Every party has its orthodoxies. For decades, some Republicans have pretended to believe they are anti-abortion or pretended to care about the issue more than they really do. If you are an opponent of abortion, this hypocrisy has been a good thing, serving, over time, to cement the party’s status as a party dedicated to protecting unborn life.

The orthodoxy about the stolen election, in contrast, forces Republican politicians to say something that is untrue and most know to be untrue; it institutionalizes a politics of cynicism and fear — fear both of Trump and his voters; it detracts from a focus on the ongoing failures of Biden; and it isn’t helpful in winning over swing voters who care more about the cost of living than what cellphone geolocation data supposedly tells us about the movements of ballot harvesters in 2020.
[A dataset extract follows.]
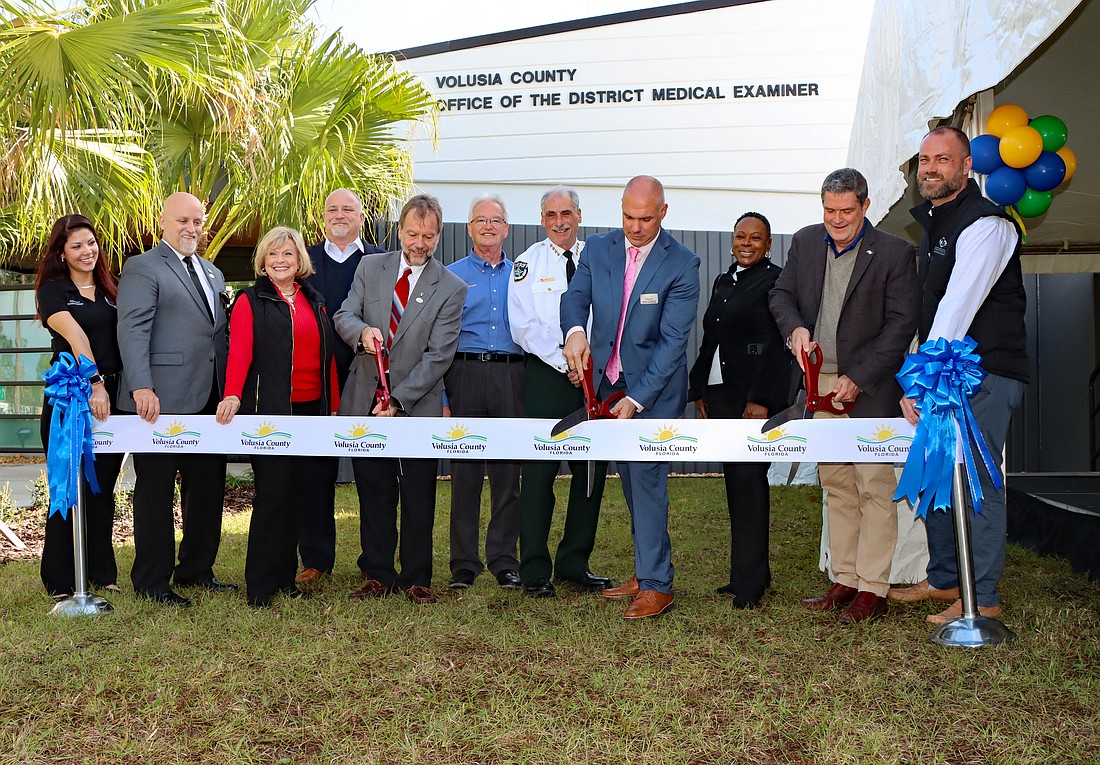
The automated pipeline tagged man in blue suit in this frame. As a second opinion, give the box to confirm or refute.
[561,175,700,619]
Pence, Kemp and Raffensperger are notable for having run through the Trump gauntlet in 2020 without buckling and still pursuing active political careers. Forthrightness about Trump and 2020 is usually associated with politicians on their way to retirement. It’s possible to read too much into Kemp and Raffensperger’s victories, which would have been difficult to pull off without the advantages of incumbency and of flawed opponents, while Pence will have much to overcome if he runs in 2024.

But in refusing to play by the rules as set by Trump, they have shown courage that should be encouraging to others in the party. Being an ambitious Republican doesn’t have to mean promoting or accepting falsehoods about 2020 for fear of a lawman whose firepower and writ aren’t quite as advertised.